La plupart des entreprises et services allègent leurs horaires pour permettre aux employés d’allier jeûne et obligations professionnelles. Mais à l’arrivée, c’est moins de tâches accomplies, c’est presque un sacrilège de déranger l’agent qui croit, le temps du ramadan, avoir signé un contrat à durée déterminée avec son long chapelet à égrener toute la journée pour espérer rentrer dans les bonnes grâces du Seigneur. Et à la fin de la journée, on se rend compte, pour ceux qui ont un début de conscience professionnelle, qu’on a beaucoup psalmodié et peu mouillé le maillot. Sans s’en rendre compte, on contribue lourdement aux contreperformances.
L’absentéisme, les retards ou les départs du lieu de travail avant l’heure autorisée, on n’en parle pas. Et quand la nervosité s’invite dans ce cocktail explosif, l’usager ou le contribuable y réfléchit à deux fois avant d’interpeller un agent irascible. On feint d’oublier que, comme l’est le ramadan, le travail est une recommandation divine qui anoblit l’homme.
Le prophète dit, selon un hadith rapporté par Al-Boukhary : « Personne n’a mangé de meilleure nourriture que celle qu’il a gagnée de ses propres mains ».

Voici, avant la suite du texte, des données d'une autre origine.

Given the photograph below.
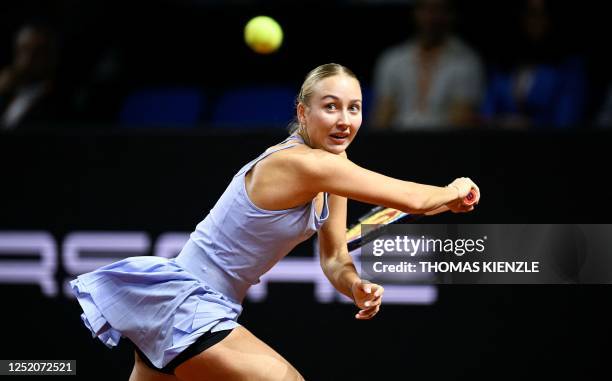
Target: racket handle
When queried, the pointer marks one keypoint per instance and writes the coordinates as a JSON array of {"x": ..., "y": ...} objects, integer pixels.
[{"x": 471, "y": 198}]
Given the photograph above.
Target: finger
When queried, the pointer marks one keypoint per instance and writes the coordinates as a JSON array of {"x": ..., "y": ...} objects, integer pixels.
[
  {"x": 367, "y": 314},
  {"x": 379, "y": 291},
  {"x": 366, "y": 287}
]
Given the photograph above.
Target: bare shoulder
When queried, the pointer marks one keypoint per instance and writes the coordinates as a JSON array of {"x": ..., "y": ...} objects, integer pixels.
[{"x": 300, "y": 159}]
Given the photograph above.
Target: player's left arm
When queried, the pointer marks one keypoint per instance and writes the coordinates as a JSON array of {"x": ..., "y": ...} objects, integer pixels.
[{"x": 338, "y": 265}]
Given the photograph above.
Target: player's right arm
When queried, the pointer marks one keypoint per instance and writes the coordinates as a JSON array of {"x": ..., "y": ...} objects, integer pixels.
[{"x": 321, "y": 171}]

« Travaille comme si tu ne devais jamais mourir et prie comme si tu devais mourir demain », recommande Cheikh Ahmadou Bamba. Une façon de nous dire que le travail, c’est aussi adorer Dieu, les deux étant indissociables. « Tu gagneras ton pain à la sueur de ton front, jusqu’à ce que tu retournes à la terre dont tu as été tiré », dit la Bible. Cette prescription divine se heurte à des résistances à la peau dure que nous refusons d’affronter. Les partisans du moindre effort ou « Pme » pouvant déclencher un effet de contagion au sein du lieu de travail. Pendant ce temps, l’employeur est condamné à répondre présent au moment de payer les salaires. Dans son ouvrage « Les dysfonctionnements révélateurs de coûts cachés dans les entreprises sénégalaises : quelles perspectives pour la maximisation de la valeur ? », l’enseignant-chercheur Boniface Bampoky explique l’impact des comportements déviants « qui vont à l’encontre de l’esprit et de la synergie de groupe ».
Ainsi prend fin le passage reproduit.